Reflections on...Yard-saling


Blogger is reporting from Middletown, Ohio, home of pater familias Bob Dickerson, at the conclusion of Day 2 of yard-salin’.
  
        I am hot, sticky, sale-shocked, eating nothing but sugar and carbs, and stupefied with water weight gain. My ankles are not looking dainty right now in the brand new shoes I bought at the yard sale next door for $3.00—Naturalizers with a nice low heel and ankle straps that are hiding under rolls of bloated tissue. "Next door" is the Middletown Senior Center, which is also having a yard sale today—some venders out on the lawn; and in the cafeteria/multi-purpose room, donated items sorted into categories—very tidy. 
          Yes, my dad (who is pretty sharp--selectively) is never slack about piggy-backing on the marketing of others—the balloons and colorful signs for the senior center also guided buyers (buyers-beware) into his ample front yard. Under the beautiful old oak by the street we spread our merchandise on large tables, loosely grouped by category (books, housewares, toys, clothing, etc.) and by source (my sister Kathy, my dad’s friend Melanie, and his neighbor Charlotte).

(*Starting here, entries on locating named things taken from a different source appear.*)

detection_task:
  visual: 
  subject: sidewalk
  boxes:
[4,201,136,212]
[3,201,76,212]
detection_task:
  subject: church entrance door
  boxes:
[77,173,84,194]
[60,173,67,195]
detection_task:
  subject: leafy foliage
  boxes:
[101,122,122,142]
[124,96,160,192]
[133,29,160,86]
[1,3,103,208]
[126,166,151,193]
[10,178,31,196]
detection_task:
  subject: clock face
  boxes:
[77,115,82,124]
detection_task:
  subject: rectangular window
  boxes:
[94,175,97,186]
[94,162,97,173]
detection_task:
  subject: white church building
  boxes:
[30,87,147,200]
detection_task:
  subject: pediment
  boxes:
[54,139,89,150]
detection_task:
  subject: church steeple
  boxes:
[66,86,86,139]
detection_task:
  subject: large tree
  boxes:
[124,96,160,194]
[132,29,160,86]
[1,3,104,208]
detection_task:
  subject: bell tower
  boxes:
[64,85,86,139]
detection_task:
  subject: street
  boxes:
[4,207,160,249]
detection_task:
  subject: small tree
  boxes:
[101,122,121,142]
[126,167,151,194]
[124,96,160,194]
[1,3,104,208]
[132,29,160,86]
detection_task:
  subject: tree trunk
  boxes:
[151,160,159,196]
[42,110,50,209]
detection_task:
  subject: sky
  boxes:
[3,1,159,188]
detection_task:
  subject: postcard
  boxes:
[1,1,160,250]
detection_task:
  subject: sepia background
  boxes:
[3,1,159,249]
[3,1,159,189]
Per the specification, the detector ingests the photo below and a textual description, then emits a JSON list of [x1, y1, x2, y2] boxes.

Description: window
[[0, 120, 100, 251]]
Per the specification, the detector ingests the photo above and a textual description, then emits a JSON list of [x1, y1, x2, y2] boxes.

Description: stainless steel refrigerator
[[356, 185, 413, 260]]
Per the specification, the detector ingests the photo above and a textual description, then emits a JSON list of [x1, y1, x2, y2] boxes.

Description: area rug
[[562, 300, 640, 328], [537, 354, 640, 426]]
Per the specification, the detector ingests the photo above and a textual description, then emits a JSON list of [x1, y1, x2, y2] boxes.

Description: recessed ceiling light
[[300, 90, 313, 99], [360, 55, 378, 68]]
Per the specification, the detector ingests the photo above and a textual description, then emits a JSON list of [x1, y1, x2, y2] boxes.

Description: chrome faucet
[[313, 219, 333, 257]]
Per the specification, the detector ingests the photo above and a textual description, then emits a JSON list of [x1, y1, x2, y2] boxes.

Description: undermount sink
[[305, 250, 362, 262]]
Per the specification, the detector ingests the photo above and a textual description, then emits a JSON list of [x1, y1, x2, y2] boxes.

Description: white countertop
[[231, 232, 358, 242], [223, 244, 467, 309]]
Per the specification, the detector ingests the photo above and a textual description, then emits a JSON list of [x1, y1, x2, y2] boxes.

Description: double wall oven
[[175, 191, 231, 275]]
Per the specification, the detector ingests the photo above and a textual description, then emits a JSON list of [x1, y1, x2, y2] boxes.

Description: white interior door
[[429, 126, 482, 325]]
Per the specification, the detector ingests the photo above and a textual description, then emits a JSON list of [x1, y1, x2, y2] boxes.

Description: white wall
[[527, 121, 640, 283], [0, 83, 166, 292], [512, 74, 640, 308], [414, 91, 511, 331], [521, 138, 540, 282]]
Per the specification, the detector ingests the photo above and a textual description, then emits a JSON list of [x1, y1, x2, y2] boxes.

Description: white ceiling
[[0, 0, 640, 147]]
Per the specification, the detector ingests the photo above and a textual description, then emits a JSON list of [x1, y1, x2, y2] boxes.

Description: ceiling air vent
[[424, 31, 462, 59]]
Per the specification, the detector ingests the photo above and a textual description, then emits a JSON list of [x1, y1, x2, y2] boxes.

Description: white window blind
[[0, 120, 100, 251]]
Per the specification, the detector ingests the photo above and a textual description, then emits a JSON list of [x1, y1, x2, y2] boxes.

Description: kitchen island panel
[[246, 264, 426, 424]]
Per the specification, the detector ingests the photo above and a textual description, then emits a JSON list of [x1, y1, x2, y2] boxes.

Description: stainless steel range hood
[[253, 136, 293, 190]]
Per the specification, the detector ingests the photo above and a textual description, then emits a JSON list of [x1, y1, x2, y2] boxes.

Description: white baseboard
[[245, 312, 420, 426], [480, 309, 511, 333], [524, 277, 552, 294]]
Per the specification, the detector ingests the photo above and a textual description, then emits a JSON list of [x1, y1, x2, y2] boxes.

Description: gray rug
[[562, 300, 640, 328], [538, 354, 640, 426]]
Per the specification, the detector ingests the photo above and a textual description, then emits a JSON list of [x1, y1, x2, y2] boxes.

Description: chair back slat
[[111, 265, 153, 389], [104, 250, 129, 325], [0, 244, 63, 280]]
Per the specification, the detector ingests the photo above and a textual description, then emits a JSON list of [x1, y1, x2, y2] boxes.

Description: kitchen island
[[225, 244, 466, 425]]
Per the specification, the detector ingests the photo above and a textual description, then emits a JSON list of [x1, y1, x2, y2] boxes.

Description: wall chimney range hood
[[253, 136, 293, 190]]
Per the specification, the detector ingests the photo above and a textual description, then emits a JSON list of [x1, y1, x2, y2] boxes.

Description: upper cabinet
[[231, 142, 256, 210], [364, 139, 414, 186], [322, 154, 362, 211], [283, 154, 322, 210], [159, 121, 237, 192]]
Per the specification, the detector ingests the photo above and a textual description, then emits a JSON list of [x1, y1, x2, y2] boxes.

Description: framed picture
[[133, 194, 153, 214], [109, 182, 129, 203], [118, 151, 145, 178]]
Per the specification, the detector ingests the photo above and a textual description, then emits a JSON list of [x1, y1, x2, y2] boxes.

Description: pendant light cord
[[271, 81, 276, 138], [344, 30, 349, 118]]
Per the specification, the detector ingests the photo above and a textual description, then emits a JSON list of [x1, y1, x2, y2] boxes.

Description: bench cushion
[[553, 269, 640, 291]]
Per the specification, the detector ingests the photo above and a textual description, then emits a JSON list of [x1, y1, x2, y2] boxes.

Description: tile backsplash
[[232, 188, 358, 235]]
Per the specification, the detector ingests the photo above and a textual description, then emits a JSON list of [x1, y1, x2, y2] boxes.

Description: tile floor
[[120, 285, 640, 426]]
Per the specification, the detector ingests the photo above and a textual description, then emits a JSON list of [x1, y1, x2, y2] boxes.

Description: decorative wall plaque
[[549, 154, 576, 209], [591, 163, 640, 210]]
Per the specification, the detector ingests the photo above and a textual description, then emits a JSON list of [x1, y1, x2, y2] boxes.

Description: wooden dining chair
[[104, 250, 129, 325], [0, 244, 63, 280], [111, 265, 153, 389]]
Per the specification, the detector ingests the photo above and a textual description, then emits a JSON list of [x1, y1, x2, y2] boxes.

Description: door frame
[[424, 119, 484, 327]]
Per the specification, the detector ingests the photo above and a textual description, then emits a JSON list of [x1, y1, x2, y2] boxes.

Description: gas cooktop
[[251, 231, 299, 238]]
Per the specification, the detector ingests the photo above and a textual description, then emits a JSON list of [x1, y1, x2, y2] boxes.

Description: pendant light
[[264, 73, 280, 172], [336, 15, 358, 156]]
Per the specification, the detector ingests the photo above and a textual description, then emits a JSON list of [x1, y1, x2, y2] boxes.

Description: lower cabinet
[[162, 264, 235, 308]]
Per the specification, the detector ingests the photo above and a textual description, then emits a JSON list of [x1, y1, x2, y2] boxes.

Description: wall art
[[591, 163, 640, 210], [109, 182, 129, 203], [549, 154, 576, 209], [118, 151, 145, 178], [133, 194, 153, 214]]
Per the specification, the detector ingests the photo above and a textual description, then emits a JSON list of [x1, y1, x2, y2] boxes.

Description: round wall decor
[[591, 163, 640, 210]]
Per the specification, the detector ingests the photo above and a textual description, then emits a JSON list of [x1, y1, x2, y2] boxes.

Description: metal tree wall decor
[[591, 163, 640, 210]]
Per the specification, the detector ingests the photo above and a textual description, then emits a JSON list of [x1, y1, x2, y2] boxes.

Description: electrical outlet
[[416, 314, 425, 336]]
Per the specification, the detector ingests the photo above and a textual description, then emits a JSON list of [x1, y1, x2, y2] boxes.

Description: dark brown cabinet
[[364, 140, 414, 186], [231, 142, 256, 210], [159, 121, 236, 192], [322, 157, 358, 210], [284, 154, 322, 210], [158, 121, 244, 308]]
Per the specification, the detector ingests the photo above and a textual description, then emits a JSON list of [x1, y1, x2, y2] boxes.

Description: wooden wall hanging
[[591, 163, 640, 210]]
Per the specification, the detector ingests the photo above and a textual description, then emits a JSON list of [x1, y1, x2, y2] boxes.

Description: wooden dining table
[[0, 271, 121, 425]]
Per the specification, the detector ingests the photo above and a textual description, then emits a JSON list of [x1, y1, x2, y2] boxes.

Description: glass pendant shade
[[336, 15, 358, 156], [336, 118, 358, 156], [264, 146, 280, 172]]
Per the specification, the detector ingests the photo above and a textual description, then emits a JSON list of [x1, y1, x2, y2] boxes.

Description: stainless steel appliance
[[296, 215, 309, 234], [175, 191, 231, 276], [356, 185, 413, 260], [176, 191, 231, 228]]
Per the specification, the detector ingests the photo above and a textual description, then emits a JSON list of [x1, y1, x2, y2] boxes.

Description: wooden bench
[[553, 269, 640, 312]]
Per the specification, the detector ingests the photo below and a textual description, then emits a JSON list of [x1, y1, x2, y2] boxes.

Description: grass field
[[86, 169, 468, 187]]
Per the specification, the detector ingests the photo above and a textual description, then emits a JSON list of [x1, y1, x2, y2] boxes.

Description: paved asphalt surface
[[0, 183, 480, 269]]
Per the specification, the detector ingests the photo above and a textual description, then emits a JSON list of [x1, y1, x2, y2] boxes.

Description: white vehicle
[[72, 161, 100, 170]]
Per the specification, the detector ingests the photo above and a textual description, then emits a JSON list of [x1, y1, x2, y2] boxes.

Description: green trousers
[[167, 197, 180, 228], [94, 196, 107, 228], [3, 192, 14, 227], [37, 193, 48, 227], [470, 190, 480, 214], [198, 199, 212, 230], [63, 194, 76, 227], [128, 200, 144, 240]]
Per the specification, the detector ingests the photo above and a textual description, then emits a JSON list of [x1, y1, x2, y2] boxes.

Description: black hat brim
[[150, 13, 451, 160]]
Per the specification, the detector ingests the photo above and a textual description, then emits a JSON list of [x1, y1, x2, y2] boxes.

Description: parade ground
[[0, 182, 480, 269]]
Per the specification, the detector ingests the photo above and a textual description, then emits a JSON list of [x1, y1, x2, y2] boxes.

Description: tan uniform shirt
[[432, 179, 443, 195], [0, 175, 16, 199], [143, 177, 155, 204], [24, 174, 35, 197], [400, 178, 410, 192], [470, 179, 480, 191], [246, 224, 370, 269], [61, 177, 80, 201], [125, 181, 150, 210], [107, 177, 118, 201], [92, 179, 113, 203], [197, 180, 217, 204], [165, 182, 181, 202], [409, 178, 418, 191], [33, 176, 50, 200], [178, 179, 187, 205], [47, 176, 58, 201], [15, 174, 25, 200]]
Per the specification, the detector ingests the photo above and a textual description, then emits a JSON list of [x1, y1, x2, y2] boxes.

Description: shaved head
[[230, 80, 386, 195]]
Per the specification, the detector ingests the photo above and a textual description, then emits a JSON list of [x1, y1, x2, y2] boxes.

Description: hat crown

We had this very Vera Bradley
bag for sale--and it was
priced too high to sell
        I threw my stuff in with Dad’s stuff and didn’t worry about making money. I live to serve (ha-ha-ha) and helped out wherever necessary. The other stuff-providers, though, had certain prices they wanted for certain items and we had lots of counter-pricing going on—Dad and I were pretty much always ready to deal (Will you take $5 for this? Yes). We definitely had too many captains and not enough sailors, and even though I was there to be a sailor, well, nobody thinks I’m shy, so my opinion was often added to the pricing puree.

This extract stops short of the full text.